My opinion on using Scr.im
Recently I read about a new service that will protect your email address against spam bots and email harvesters. It's called scrim and advertises with being able to use a save, short and cute URL to replace your email address in tweets or on social networking sites. Great Idea! (Yes, with capital I!)
Someone else has already given a good example of weaknesses I wanted to show, but I didn't even bother looking at the JavaScript code much. His "cracking" algorithm will surely be faster. It consists of just trying all nine options in sequence until the returned page doesn't give the error message. There is no limit on how often you can try to select the right answer or a timeout between those attempts and the POST can easily be converted to a simple get.
My first idea was a little more complicated and obviously slower. When I saw the CAPTCHA image I thought of how easy it would be to crack. Even a partial crack would be fine, since the obfuscated answers are different enough to get by with three letters clear. The largest is 5 at all times. Yes, the bottleneck would be in the OCR part of my algorithm AND in the return part. Which would be solved by running multiple threads.
Let's cherry-pick from both idea's. Use GET requests and multiple threads. And now add a little thing called search engine queries for anything with scr.im in it that looks like one of those addresses... Bots, don't they usually work in networks? So all you really need is a small amount of bots running on multi-core systems, feed them a list of those addresses and wait for a little while?
Don't get me wrong, I like the idea of using a service like scrim. But only after the bots preventions are truly crippling brute force attempts. Traditional CAPTCHA isn't that save anymore. Even if few can program a multi-threaded algorithm properly it only takes one of the "dark" side to have millions capable of imitating the trick in a short while.
Just now stuff like the map-reduce algorithm popped into my mind.
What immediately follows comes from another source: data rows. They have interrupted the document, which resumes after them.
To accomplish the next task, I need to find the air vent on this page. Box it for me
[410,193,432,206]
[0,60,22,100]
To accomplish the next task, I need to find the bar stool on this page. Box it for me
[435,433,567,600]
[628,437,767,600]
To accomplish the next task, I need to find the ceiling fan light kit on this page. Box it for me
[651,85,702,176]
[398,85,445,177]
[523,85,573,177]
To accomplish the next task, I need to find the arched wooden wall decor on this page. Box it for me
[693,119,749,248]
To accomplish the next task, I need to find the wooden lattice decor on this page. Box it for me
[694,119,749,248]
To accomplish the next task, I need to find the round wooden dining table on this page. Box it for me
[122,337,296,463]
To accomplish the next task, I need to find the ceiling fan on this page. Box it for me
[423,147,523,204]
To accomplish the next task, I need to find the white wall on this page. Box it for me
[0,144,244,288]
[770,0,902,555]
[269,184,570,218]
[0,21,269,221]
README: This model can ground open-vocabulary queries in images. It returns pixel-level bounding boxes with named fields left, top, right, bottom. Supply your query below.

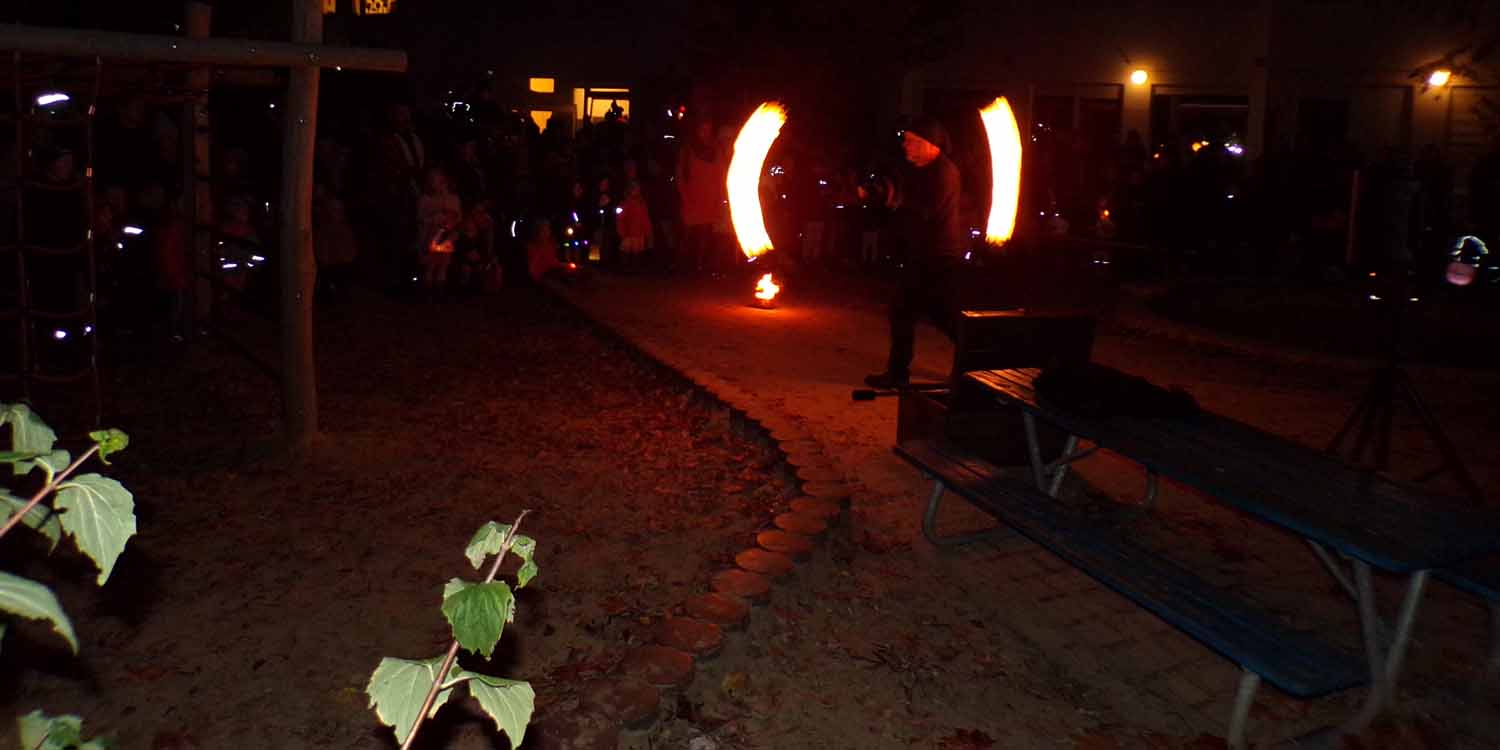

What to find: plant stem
left=0, top=443, right=99, bottom=537
left=401, top=510, right=531, bottom=750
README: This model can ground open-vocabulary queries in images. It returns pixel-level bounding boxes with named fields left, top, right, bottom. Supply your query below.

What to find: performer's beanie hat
left=906, top=114, right=948, bottom=153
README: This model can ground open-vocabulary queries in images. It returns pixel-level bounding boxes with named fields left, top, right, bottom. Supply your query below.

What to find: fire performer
left=864, top=116, right=966, bottom=390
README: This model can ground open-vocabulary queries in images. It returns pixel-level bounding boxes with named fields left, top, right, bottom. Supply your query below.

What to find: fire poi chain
left=725, top=96, right=1022, bottom=308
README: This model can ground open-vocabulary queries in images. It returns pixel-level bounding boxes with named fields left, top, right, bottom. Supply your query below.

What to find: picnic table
left=897, top=369, right=1500, bottom=747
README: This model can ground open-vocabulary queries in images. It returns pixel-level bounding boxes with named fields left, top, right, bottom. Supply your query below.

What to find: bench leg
left=923, top=479, right=1016, bottom=548
left=1341, top=560, right=1428, bottom=734
left=1022, top=410, right=1047, bottom=492
left=1047, top=435, right=1092, bottom=497
left=1226, top=669, right=1260, bottom=750
left=1490, top=602, right=1500, bottom=675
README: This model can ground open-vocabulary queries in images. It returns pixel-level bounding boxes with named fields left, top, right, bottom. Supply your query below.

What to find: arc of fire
left=726, top=102, right=786, bottom=260
left=980, top=96, right=1022, bottom=245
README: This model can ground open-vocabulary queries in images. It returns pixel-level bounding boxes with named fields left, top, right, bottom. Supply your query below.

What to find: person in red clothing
left=677, top=120, right=729, bottom=273
left=615, top=183, right=654, bottom=270
left=138, top=183, right=192, bottom=344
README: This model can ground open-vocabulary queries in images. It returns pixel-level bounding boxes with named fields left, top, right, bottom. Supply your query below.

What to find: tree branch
left=0, top=443, right=99, bottom=537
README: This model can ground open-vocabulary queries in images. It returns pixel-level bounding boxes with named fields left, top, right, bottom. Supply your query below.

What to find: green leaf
left=365, top=657, right=453, bottom=743
left=17, top=711, right=84, bottom=750
left=89, top=429, right=131, bottom=464
left=0, top=570, right=78, bottom=654
left=32, top=450, right=74, bottom=485
left=510, top=534, right=537, bottom=588
left=0, top=492, right=63, bottom=552
left=443, top=579, right=516, bottom=659
left=53, top=474, right=135, bottom=587
left=464, top=521, right=510, bottom=570
left=0, top=404, right=57, bottom=477
left=455, top=669, right=537, bottom=747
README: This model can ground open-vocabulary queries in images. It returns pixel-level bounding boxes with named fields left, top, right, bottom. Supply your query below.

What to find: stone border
left=527, top=285, right=857, bottom=750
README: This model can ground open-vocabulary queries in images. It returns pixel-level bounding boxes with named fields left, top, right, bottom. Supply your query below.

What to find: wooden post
left=281, top=0, right=323, bottom=452
left=182, top=0, right=219, bottom=325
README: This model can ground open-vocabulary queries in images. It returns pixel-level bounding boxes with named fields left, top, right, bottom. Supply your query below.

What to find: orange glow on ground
left=725, top=102, right=786, bottom=258
left=980, top=96, right=1022, bottom=245
left=755, top=273, right=782, bottom=302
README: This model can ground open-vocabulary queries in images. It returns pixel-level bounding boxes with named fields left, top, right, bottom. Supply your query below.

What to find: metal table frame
left=978, top=369, right=1482, bottom=738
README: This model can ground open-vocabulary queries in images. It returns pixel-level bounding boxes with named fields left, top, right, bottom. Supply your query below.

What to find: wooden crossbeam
left=0, top=24, right=407, bottom=74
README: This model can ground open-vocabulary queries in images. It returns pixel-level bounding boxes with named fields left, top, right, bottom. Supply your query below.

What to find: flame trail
left=980, top=96, right=1022, bottom=245
left=726, top=102, right=786, bottom=260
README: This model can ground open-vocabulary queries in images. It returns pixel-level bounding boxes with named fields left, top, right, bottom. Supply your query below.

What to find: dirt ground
left=0, top=277, right=1500, bottom=750
left=0, top=293, right=789, bottom=749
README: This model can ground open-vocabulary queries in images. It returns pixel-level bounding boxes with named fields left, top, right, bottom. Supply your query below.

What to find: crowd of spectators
left=0, top=79, right=1500, bottom=375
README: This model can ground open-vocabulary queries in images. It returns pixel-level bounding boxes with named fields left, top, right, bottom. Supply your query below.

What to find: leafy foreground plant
left=0, top=404, right=135, bottom=750
left=365, top=510, right=537, bottom=750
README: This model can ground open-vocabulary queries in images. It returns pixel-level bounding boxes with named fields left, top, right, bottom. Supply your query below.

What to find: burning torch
left=726, top=102, right=786, bottom=309
left=980, top=96, right=1022, bottom=246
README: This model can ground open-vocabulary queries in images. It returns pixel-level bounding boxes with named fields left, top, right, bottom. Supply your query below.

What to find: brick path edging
left=527, top=287, right=857, bottom=750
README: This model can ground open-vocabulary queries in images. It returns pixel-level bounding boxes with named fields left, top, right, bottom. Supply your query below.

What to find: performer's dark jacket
left=893, top=155, right=966, bottom=264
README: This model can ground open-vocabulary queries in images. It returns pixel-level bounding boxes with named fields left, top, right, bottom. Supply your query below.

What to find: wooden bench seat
left=1434, top=555, right=1500, bottom=672
left=896, top=441, right=1368, bottom=747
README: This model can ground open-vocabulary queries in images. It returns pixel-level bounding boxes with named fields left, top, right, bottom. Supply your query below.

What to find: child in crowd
left=527, top=218, right=564, bottom=284
left=615, top=182, right=653, bottom=270
left=417, top=167, right=462, bottom=294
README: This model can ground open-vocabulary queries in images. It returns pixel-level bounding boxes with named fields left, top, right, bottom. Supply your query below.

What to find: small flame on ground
left=725, top=102, right=786, bottom=258
left=755, top=273, right=782, bottom=302
left=980, top=96, right=1022, bottom=245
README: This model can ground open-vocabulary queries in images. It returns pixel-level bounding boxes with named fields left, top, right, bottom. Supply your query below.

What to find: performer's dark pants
left=885, top=257, right=959, bottom=378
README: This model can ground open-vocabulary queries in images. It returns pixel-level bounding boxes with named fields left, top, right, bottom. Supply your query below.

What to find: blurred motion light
left=725, top=102, right=786, bottom=260
left=980, top=96, right=1022, bottom=245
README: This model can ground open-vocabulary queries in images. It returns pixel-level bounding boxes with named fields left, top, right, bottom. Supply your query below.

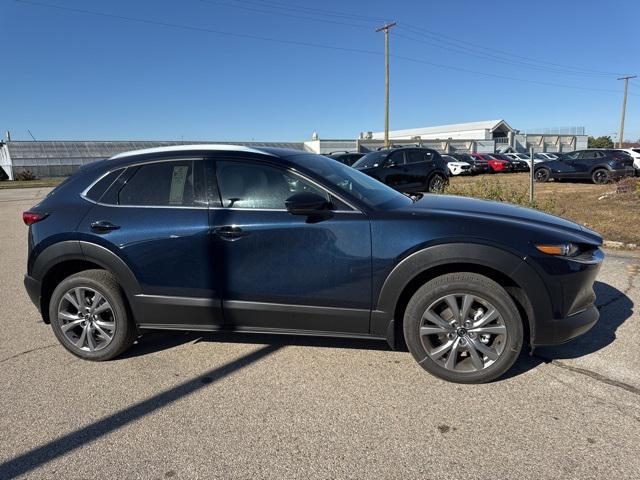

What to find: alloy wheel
left=58, top=287, right=116, bottom=352
left=420, top=293, right=508, bottom=372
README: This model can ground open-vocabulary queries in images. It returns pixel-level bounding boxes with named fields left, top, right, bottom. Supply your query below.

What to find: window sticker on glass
left=169, top=166, right=189, bottom=205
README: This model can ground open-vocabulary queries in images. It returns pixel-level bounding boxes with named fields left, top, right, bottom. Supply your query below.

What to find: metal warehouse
left=0, top=119, right=587, bottom=179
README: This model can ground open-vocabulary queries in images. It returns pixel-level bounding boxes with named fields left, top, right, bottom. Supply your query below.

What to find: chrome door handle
left=91, top=220, right=120, bottom=232
left=213, top=225, right=249, bottom=241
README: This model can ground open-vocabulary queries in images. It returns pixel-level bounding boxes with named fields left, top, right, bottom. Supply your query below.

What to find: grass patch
left=445, top=173, right=640, bottom=245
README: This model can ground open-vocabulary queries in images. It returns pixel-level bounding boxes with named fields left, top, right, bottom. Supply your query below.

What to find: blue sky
left=0, top=0, right=640, bottom=141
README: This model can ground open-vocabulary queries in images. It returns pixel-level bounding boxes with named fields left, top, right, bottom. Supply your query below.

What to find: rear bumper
left=535, top=305, right=600, bottom=347
left=24, top=275, right=42, bottom=311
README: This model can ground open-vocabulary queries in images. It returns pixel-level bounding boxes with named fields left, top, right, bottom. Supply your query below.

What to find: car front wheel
left=49, top=270, right=136, bottom=361
left=403, top=272, right=523, bottom=383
I'm too distracted to actually come up with a proof of concept now and I have no need for a list of email addresses. Just the idea that it isn't that well protected made me write this.
What could be improved?
- don't give the answer. It doesn't matter how much clutter is around it, a lucky guess or little effort (in comparison to what I imagine a decent bot net is capable of) get the attacker enough revenue.
- restrict the number of tries
- (temporary) blacklisting of IP addresses
- vary between CAPTCHAs and other techniques to slow down bots
Once it get's out of beta I will look and see if my opinions are still the same. For now I couldn't have done better and kind of envy them for coming up with a good idea. Good thought, flawed execution (for now).